Tracking files dependencies

kiryha · May 28, 2020, 3:43pm

Hi, Devs,

I am working on publishing the files for my pipeline.

I have a pretty static file structure typical for a common VFX pipeline:

In my case, publishing is just a record of the file version in the database. The published version becomes “final” and used in the further pipeline steps. E.g. if I have an asset rig of 016 version published, the render scene will reference this file. So far, so good, current shot state may look like:

But any file could be published several times, then the rest of the chain should be updated and hence the version dependencies would be different.

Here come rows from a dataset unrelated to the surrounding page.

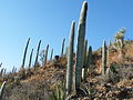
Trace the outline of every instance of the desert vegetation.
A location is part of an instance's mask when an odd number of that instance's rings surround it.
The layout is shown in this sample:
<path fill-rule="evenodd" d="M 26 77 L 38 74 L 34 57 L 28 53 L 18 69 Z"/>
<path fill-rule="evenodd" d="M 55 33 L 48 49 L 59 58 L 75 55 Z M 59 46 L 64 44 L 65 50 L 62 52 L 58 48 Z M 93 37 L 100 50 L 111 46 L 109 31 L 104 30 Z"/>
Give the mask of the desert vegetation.
<path fill-rule="evenodd" d="M 78 42 L 75 21 L 70 28 L 69 46 L 62 41 L 60 56 L 54 49 L 48 59 L 49 44 L 40 51 L 39 41 L 34 64 L 25 67 L 27 41 L 22 64 L 11 72 L 0 64 L 0 100 L 132 100 L 133 99 L 133 40 L 125 40 L 125 29 L 115 33 L 110 44 L 103 40 L 100 49 L 93 51 L 85 38 L 88 2 L 81 8 Z M 74 48 L 76 44 L 76 48 Z M 64 51 L 64 47 L 68 47 Z M 75 52 L 74 52 L 75 51 Z M 39 56 L 41 62 L 39 61 Z"/>

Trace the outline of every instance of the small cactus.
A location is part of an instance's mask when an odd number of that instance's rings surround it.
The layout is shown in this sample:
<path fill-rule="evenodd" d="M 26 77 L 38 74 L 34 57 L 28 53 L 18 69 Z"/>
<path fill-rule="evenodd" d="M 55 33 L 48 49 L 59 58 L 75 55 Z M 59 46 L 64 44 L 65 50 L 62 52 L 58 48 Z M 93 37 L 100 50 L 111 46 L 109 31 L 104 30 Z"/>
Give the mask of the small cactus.
<path fill-rule="evenodd" d="M 106 42 L 103 41 L 103 47 L 102 47 L 102 76 L 105 74 L 106 70 Z"/>
<path fill-rule="evenodd" d="M 75 90 L 79 90 L 81 84 L 86 11 L 88 11 L 88 2 L 84 1 L 80 13 L 79 30 L 78 30 L 79 34 L 78 34 L 76 62 L 75 62 Z"/>
<path fill-rule="evenodd" d="M 73 21 L 70 30 L 69 48 L 68 48 L 68 68 L 66 68 L 66 94 L 72 91 L 73 80 L 73 52 L 74 52 L 74 29 L 75 22 Z"/>
<path fill-rule="evenodd" d="M 61 57 L 63 56 L 63 51 L 64 51 L 64 42 L 65 42 L 65 39 L 63 39 L 63 41 L 62 41 Z"/>
<path fill-rule="evenodd" d="M 27 46 L 25 46 L 25 50 L 24 50 L 24 54 L 23 54 L 23 59 L 22 59 L 21 70 L 24 70 L 24 62 L 25 62 L 25 56 L 27 56 L 29 42 L 30 42 L 30 38 L 28 39 L 28 42 L 27 42 Z"/>
<path fill-rule="evenodd" d="M 6 81 L 2 83 L 1 89 L 0 89 L 0 100 L 2 100 L 4 87 L 6 87 Z"/>
<path fill-rule="evenodd" d="M 37 56 L 35 56 L 35 62 L 34 62 L 34 69 L 37 67 L 39 67 L 38 58 L 39 58 L 40 46 L 41 46 L 41 40 L 39 41 L 39 44 L 38 44 L 38 50 L 37 50 Z"/>

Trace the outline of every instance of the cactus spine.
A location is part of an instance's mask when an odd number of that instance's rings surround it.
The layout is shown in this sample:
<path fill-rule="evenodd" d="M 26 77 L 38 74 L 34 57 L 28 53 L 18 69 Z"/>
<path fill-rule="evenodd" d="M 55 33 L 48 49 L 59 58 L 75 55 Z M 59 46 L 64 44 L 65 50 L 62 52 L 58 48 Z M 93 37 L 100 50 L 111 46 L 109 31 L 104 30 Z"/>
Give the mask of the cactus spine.
<path fill-rule="evenodd" d="M 25 62 L 25 56 L 27 56 L 27 51 L 28 51 L 28 47 L 29 47 L 29 42 L 30 42 L 30 38 L 28 39 L 28 42 L 27 42 L 27 46 L 25 46 L 25 50 L 24 50 L 24 56 L 23 56 L 23 60 L 22 60 L 21 70 L 24 69 L 24 62 Z"/>
<path fill-rule="evenodd" d="M 81 84 L 86 11 L 88 11 L 88 2 L 84 1 L 81 9 L 81 13 L 80 13 L 79 30 L 78 30 L 79 34 L 78 34 L 76 62 L 75 62 L 75 90 L 76 91 Z"/>
<path fill-rule="evenodd" d="M 62 41 L 61 57 L 63 56 L 63 51 L 64 51 L 64 42 L 65 42 L 65 39 L 63 39 L 63 41 Z"/>
<path fill-rule="evenodd" d="M 30 60 L 29 60 L 29 69 L 30 69 L 30 67 L 31 67 L 32 54 L 33 54 L 33 49 L 31 50 L 31 53 L 30 53 Z"/>
<path fill-rule="evenodd" d="M 72 91 L 74 29 L 75 29 L 75 22 L 73 21 L 72 24 L 71 24 L 70 39 L 69 39 L 69 48 L 68 48 L 66 94 L 70 94 L 71 91 Z"/>
<path fill-rule="evenodd" d="M 43 66 L 45 66 L 45 63 L 47 63 L 48 51 L 49 51 L 49 44 L 47 46 L 47 50 L 44 50 L 44 63 L 43 63 Z"/>
<path fill-rule="evenodd" d="M 34 62 L 34 69 L 39 66 L 38 58 L 39 58 L 40 46 L 41 46 L 41 40 L 39 41 L 39 44 L 38 44 L 38 50 L 37 50 L 37 56 L 35 56 L 35 62 Z"/>
<path fill-rule="evenodd" d="M 102 47 L 102 76 L 105 74 L 106 70 L 106 42 L 103 41 L 103 47 Z"/>
<path fill-rule="evenodd" d="M 53 57 L 53 49 L 51 50 L 50 60 L 52 60 L 52 57 Z"/>
<path fill-rule="evenodd" d="M 2 83 L 1 89 L 0 89 L 0 100 L 2 100 L 4 87 L 6 87 L 6 81 Z"/>

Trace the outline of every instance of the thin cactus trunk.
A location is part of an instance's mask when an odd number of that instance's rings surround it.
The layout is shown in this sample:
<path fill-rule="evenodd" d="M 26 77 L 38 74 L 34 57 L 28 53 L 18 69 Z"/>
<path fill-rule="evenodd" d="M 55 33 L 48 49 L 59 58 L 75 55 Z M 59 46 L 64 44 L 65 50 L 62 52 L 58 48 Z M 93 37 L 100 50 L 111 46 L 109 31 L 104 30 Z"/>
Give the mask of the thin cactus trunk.
<path fill-rule="evenodd" d="M 86 49 L 88 49 L 88 40 L 84 41 L 84 56 L 83 56 L 83 68 L 82 68 L 82 79 L 83 81 L 85 81 L 85 76 L 84 76 L 84 72 L 85 72 L 85 68 L 86 68 Z"/>
<path fill-rule="evenodd" d="M 78 46 L 76 46 L 76 62 L 75 62 L 75 90 L 80 89 L 81 76 L 82 76 L 82 64 L 83 64 L 83 48 L 85 38 L 85 21 L 86 21 L 88 2 L 84 1 L 79 21 L 79 34 L 78 34 Z"/>
<path fill-rule="evenodd" d="M 0 100 L 2 100 L 4 87 L 6 87 L 6 81 L 2 83 L 1 89 L 0 89 Z"/>
<path fill-rule="evenodd" d="M 68 48 L 68 68 L 66 68 L 66 94 L 72 92 L 73 80 L 73 52 L 74 52 L 74 29 L 75 22 L 73 21 L 70 30 L 69 48 Z"/>
<path fill-rule="evenodd" d="M 63 39 L 63 41 L 62 41 L 61 57 L 63 56 L 63 51 L 64 51 L 64 42 L 65 42 L 65 39 Z"/>
<path fill-rule="evenodd" d="M 105 74 L 106 70 L 106 42 L 103 41 L 103 48 L 102 48 L 102 76 Z"/>
<path fill-rule="evenodd" d="M 44 50 L 44 63 L 43 63 L 43 66 L 47 64 L 47 60 L 48 60 L 48 51 L 49 51 L 49 44 L 47 46 L 47 50 Z"/>
<path fill-rule="evenodd" d="M 34 62 L 34 69 L 39 66 L 38 63 L 38 58 L 39 58 L 39 50 L 40 50 L 40 46 L 41 46 L 41 40 L 39 41 L 38 44 L 38 50 L 37 50 L 37 56 L 35 56 L 35 62 Z"/>
<path fill-rule="evenodd" d="M 2 62 L 0 63 L 0 68 L 2 67 Z"/>
<path fill-rule="evenodd" d="M 31 53 L 30 53 L 30 60 L 29 60 L 29 69 L 30 69 L 30 67 L 31 67 L 31 61 L 32 61 L 32 54 L 33 54 L 33 49 L 31 50 Z"/>
<path fill-rule="evenodd" d="M 84 68 L 84 81 L 86 81 L 86 76 L 88 76 L 88 69 L 90 68 L 90 64 L 92 63 L 92 47 L 89 47 L 89 51 L 86 54 L 86 67 Z"/>
<path fill-rule="evenodd" d="M 50 60 L 52 60 L 52 58 L 53 58 L 53 49 L 51 50 Z"/>
<path fill-rule="evenodd" d="M 24 54 L 23 54 L 23 60 L 22 60 L 21 70 L 24 69 L 24 62 L 25 62 L 25 56 L 27 56 L 27 51 L 28 51 L 28 47 L 29 47 L 29 42 L 30 42 L 30 38 L 28 39 L 28 42 L 27 42 L 27 46 L 25 46 L 25 50 L 24 50 Z"/>

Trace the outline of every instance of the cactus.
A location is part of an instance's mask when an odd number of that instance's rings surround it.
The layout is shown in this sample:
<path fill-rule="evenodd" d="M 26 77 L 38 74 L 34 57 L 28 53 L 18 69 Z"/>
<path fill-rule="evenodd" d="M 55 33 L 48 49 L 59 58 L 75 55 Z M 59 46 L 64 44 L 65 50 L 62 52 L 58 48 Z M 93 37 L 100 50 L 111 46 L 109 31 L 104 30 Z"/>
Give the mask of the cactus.
<path fill-rule="evenodd" d="M 70 39 L 69 39 L 69 48 L 68 48 L 66 94 L 70 94 L 71 91 L 72 91 L 74 29 L 75 29 L 75 22 L 73 21 L 72 24 L 71 24 Z"/>
<path fill-rule="evenodd" d="M 40 46 L 41 46 L 41 40 L 39 41 L 39 44 L 38 44 L 38 50 L 37 50 L 37 56 L 35 56 L 35 62 L 34 62 L 34 69 L 39 66 L 38 58 L 39 58 Z"/>
<path fill-rule="evenodd" d="M 83 81 L 85 81 L 84 80 L 84 72 L 85 72 L 85 68 L 86 68 L 86 48 L 88 48 L 88 40 L 85 40 L 84 41 L 84 56 L 83 56 L 83 68 L 82 68 L 82 79 L 83 79 Z"/>
<path fill-rule="evenodd" d="M 102 47 L 102 76 L 105 74 L 106 70 L 106 42 L 103 41 L 103 47 Z"/>
<path fill-rule="evenodd" d="M 61 57 L 63 56 L 63 50 L 64 50 L 64 42 L 65 42 L 65 39 L 63 39 L 63 41 L 62 41 L 62 48 L 61 48 Z"/>
<path fill-rule="evenodd" d="M 33 54 L 33 49 L 31 50 L 31 53 L 30 53 L 30 59 L 29 59 L 29 69 L 30 69 L 30 67 L 31 67 L 31 61 L 32 61 L 32 54 Z"/>
<path fill-rule="evenodd" d="M 86 11 L 88 11 L 88 2 L 84 1 L 80 13 L 79 30 L 78 30 L 79 34 L 78 34 L 76 62 L 75 62 L 75 90 L 79 90 L 81 84 Z"/>
<path fill-rule="evenodd" d="M 2 83 L 1 89 L 0 89 L 0 100 L 2 100 L 4 87 L 6 87 L 6 81 Z"/>
<path fill-rule="evenodd" d="M 52 57 L 53 57 L 53 49 L 51 50 L 50 60 L 52 60 Z"/>
<path fill-rule="evenodd" d="M 2 67 L 2 62 L 0 63 L 0 68 Z"/>
<path fill-rule="evenodd" d="M 90 46 L 88 53 L 86 53 L 86 63 L 85 63 L 85 68 L 84 68 L 83 81 L 86 81 L 86 74 L 88 74 L 88 70 L 89 70 L 91 63 L 92 63 L 92 47 Z"/>
<path fill-rule="evenodd" d="M 24 70 L 24 62 L 25 62 L 25 56 L 27 56 L 29 42 L 30 42 L 30 38 L 28 39 L 28 42 L 27 42 L 27 46 L 25 46 L 25 50 L 24 50 L 24 56 L 23 56 L 23 60 L 22 60 L 21 70 Z"/>
<path fill-rule="evenodd" d="M 43 66 L 45 66 L 45 63 L 47 63 L 48 51 L 49 51 L 49 44 L 47 46 L 47 50 L 44 50 L 44 63 L 43 63 Z"/>

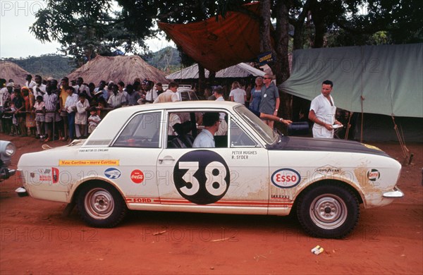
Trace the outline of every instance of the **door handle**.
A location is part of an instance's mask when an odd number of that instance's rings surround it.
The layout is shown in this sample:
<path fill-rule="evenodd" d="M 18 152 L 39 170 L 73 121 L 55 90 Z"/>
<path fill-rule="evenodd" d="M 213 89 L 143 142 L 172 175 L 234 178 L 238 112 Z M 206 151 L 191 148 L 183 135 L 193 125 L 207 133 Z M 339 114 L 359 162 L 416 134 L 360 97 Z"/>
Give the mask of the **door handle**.
<path fill-rule="evenodd" d="M 166 156 L 166 157 L 164 157 L 163 159 L 159 159 L 159 164 L 161 164 L 161 163 L 162 163 L 163 161 L 175 161 L 175 159 L 173 159 L 173 158 L 172 157 L 171 157 L 171 156 Z"/>

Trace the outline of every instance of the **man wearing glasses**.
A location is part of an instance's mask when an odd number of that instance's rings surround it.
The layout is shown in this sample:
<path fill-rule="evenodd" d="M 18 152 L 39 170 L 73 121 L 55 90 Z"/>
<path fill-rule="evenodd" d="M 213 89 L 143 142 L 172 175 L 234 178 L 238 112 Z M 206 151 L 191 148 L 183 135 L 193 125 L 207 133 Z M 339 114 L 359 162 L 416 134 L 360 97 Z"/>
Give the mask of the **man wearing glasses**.
<path fill-rule="evenodd" d="M 272 77 L 269 73 L 266 73 L 263 77 L 263 83 L 262 87 L 262 100 L 260 101 L 260 113 L 277 116 L 279 109 L 279 91 L 276 86 L 271 82 Z M 263 119 L 263 121 L 270 128 L 273 128 L 274 121 L 269 119 Z"/>
<path fill-rule="evenodd" d="M 193 148 L 213 148 L 214 143 L 214 133 L 219 129 L 220 124 L 219 114 L 215 112 L 204 113 L 203 115 L 203 124 L 204 128 L 195 138 Z"/>

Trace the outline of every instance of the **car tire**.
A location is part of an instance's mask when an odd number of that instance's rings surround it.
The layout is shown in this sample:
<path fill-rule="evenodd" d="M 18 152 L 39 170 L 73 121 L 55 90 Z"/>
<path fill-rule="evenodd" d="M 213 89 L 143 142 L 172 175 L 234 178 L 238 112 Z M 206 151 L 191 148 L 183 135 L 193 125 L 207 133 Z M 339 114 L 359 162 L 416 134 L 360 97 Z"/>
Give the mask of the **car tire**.
<path fill-rule="evenodd" d="M 345 187 L 321 184 L 300 195 L 297 216 L 304 230 L 314 237 L 342 238 L 357 225 L 360 203 Z"/>
<path fill-rule="evenodd" d="M 78 196 L 78 209 L 88 225 L 103 228 L 116 226 L 128 212 L 121 194 L 114 187 L 101 183 L 82 187 Z"/>

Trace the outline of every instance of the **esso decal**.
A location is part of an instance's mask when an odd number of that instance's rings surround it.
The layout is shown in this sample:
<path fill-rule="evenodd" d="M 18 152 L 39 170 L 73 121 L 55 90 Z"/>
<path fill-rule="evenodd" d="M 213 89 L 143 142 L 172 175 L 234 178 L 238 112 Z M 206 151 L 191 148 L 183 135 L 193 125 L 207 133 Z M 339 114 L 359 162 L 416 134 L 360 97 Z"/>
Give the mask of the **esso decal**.
<path fill-rule="evenodd" d="M 214 203 L 229 188 L 229 168 L 219 154 L 197 150 L 183 155 L 173 169 L 176 190 L 185 199 L 197 204 Z"/>
<path fill-rule="evenodd" d="M 141 183 L 144 181 L 144 173 L 140 170 L 134 170 L 130 173 L 130 180 L 134 183 Z"/>
<path fill-rule="evenodd" d="M 283 168 L 274 172 L 271 175 L 271 183 L 281 188 L 290 188 L 301 181 L 300 173 L 295 170 Z"/>

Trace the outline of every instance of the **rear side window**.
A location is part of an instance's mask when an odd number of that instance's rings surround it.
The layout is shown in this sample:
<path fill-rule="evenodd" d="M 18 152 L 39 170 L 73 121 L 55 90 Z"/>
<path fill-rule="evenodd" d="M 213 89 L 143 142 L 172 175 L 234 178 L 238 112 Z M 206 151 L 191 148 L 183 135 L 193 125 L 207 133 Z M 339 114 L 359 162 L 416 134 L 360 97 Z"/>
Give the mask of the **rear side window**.
<path fill-rule="evenodd" d="M 161 112 L 140 114 L 133 117 L 113 147 L 159 148 Z"/>

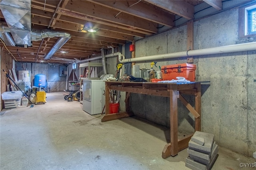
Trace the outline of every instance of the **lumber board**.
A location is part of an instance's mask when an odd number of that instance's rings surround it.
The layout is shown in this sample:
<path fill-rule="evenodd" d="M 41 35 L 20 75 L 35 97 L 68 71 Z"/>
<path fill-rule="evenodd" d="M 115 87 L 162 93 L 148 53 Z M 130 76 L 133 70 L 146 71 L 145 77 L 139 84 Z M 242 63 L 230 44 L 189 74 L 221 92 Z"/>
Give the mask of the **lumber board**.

My goal is to be able to restore all input dependencies for any published version. For example, if I have a PNG render from Nuke version 002, I need to tell what version of Nuke script produce it, what version of EXR 3D render was loaded in that script, what version of the render scene produce this EXR, which asset version was loaded into the render scene, etc.

The current design is:

Each pipeline file is stored in a “files” table in the database.
I have a “file_snapshots” table to store published versions for any file.
The “snapshot_id” field of the “files” table linked to the “file_snapshots” table, so I can get/set published versions for any file.

Now I need to record all input versions for any published file somehow and I can’t find a solution.

My thoughts… I can create a table for each link (arrow on the pics) and at the moment of publishing retrieve all input versions for this file and record those links somehow with these tables…

I have a filling that I am overcomplicating the problem and there is a simple and elegant solution that exists.

Theodox · May 29, 2020, 5:23am

I’ve done something similar in SQL, and its doable but a bit awkard – sql isn’t a natural fit for graph structures.

If you’re feeling ambitious there are dedicated graph databases out there (that’s the sum of my knowledge – never used one!) . Maybe something like Neo4j ?

Alternatively, you could try something like treating each end product as a tuple of all the depencency-version pairs that make it up. So you’d have one table of just

ID    node   version

and another for the products which contained all the IDs for the dependency chain:

ID  product_name   date   dependencies

where dependencies contained all the IDs of the node-version pairs. Maybe you’d have some logic to prevent too long a recusrion into sub-sub-sub dependencies , or you could treat asembled depenencies as "pro

Where it gets nasty of course is that you have dozens or hundreds of small moving parts which version independently so the graph can ramify very quickly. Plus people don’t always track all the real dependencies: somebody tracks a script version but does not track a pip-install allong the way things go boom.

Another way you could think about it is as two separate problems: a DAG graph of dependencies with some functions for noting ‘dirtied’ graph nodes and triggering updates and a separate storage system that only knew about nodes and their update times. Maybe it’s worth looking at PDG?

mje11even · May 31, 2020, 12:13am

If you are going to want to do queries to find what files were generated from a particular file, then I think you are on the right track. However, if you just want to know the files that were used for a particular file, then something like xml data or even a log file is sufficient.

kiryha · May 31, 2020, 3:14pm

Hi, @Theodox ,
I will try to digest your suggestions and implement them. Thanks for your help!

Hi, @mje11even,
Yes, I just need to know what version (versions) was used as input (inputs) in a particular file, but not only direct inputs, inputs of inputs, etc (recursively) as well. I was also thinking about simple options, like writing all downstream dependencies in a text file (or string field in database). But since I have a lot of shots/files and any publishing action will require modification of these files… I still need some manageable system to query dependencies of any file which brings me to close to a solution with database and graph building/traversing.